Robotic Manipulation Learning with Equivariant Descriptor Fields: Generative Modeling, Bi-equivariance, Steerability, and Locality
Keywords: Robotics, Manipulation, Robotic manipulation, Equivariance, SE(3), SO(3), Energy-based model, Lie group, Representation theory, Equivariant robotics, Roto-translation equivariance, End-to-end, Point clouds, Graph neural networks, Imitation learning, Learning from demonstration, Sample efficient, Few shot, Unseen object, Category-level manipulation, MCMC, Langevin dynamics
TL;DR: We introduce recently proposed Equivariant Descriptor Fields (EDFs), focusing on the four key model properties: generative modeling, bi-equivariance, steerable representation and locality
Abstract: Conventional end-to-end visual robotic manipulation learning methods often face challenges related to data inefficiency and limited generalizability. To mitigate these challenges, recent works have proposed incorporating equivariance into their designs. This paper presents a fresh perspective on the design principles of SE(3)-equivariant methods for end-to-end visual robotic manipulation learning. Specifically, we examine the recently introduced concept of Equivariant Descriptor Fields (EDFs), focusing on four key underlying principles: generative modeling, bi-equivariance, steerable representation, and locality.
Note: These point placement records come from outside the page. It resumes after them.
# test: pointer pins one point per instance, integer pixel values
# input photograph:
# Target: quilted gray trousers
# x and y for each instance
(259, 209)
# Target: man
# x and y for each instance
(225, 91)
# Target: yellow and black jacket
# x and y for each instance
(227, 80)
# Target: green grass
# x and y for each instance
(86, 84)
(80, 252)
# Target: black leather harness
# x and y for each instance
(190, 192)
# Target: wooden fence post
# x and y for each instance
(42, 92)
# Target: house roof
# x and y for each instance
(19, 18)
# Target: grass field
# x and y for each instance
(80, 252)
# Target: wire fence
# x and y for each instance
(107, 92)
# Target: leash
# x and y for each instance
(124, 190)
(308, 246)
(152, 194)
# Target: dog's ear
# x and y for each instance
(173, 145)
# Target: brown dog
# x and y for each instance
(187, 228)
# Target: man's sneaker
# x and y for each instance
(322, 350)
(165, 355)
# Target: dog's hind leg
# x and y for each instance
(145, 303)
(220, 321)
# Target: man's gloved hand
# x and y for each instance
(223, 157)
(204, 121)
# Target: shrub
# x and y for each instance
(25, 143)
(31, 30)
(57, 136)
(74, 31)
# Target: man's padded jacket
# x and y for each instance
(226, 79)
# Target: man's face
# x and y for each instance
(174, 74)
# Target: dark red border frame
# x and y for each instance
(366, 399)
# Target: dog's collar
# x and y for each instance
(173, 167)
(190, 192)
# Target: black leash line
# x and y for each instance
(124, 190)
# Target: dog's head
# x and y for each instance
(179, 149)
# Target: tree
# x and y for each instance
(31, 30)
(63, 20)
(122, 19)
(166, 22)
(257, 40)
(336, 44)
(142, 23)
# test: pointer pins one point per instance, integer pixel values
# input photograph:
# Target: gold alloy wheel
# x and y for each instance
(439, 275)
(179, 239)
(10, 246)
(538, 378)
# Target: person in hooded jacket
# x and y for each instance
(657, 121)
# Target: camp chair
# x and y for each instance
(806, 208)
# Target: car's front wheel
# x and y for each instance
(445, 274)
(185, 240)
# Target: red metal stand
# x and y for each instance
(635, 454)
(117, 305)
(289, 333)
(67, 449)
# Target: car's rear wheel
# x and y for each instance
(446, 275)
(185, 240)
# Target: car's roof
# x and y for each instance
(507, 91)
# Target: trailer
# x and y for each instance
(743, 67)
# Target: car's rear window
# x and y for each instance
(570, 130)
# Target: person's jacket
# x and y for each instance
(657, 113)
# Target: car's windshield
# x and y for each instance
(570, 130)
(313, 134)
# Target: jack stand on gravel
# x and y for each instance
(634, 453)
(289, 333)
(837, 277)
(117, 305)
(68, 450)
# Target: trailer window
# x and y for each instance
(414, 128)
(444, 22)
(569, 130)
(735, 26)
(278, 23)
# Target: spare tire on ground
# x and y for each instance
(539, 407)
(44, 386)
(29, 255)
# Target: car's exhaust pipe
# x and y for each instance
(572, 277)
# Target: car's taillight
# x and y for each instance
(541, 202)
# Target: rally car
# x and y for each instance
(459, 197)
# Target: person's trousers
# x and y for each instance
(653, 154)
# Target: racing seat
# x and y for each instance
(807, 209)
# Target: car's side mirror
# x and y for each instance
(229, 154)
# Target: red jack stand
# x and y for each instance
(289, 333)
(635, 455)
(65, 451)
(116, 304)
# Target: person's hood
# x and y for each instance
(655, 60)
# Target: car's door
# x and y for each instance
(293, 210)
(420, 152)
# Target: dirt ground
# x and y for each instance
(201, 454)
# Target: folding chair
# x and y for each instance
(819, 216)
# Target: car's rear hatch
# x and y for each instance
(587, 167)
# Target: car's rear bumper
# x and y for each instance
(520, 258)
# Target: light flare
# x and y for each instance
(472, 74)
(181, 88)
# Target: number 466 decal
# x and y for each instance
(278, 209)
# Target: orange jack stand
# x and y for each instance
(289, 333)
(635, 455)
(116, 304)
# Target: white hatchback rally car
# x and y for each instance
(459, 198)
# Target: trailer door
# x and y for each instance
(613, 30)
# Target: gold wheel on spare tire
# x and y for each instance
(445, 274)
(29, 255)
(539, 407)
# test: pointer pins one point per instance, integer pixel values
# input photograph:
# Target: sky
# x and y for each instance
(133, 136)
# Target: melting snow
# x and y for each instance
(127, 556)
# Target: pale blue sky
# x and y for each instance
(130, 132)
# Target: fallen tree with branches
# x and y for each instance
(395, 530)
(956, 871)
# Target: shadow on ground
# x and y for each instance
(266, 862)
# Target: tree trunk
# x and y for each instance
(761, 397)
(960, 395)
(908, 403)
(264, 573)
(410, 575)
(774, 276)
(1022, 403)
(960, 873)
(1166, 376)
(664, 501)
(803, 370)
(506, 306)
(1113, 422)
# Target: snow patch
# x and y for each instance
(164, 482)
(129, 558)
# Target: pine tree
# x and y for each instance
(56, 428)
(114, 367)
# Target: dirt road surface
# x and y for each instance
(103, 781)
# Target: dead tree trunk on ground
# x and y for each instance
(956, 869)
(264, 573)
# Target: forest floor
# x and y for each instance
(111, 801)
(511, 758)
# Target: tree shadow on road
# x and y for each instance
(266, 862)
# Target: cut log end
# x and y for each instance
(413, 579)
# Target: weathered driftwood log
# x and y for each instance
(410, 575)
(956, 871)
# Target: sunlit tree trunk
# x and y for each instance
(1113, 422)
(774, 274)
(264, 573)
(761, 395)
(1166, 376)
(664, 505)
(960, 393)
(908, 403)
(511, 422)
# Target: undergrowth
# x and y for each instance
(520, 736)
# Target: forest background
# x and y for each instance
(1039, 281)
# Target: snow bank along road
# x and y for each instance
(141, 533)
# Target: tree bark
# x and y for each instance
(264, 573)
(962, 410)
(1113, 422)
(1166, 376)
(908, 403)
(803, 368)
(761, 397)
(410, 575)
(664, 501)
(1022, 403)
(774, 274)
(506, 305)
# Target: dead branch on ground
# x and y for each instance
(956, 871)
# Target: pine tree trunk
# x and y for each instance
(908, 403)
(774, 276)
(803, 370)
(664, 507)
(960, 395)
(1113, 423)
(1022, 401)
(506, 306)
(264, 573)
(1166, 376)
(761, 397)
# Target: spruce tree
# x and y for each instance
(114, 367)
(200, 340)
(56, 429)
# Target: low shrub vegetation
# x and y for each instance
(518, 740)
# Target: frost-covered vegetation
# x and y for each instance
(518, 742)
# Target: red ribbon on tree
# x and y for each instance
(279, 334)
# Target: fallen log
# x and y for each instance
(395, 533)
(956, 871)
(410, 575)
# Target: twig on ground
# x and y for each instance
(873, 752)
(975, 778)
These principles enable EDFs in achieving impressive data efficiency and out-of-distribution generalizability, even in the absence of prior knowledge. By comparing EDFs with other contemporary equivariant methods based on the four criteria, this paper underscores the importance of these design principles and aims to establish a guiding framework for future research on SE(3)-equivariant robotic manipulation.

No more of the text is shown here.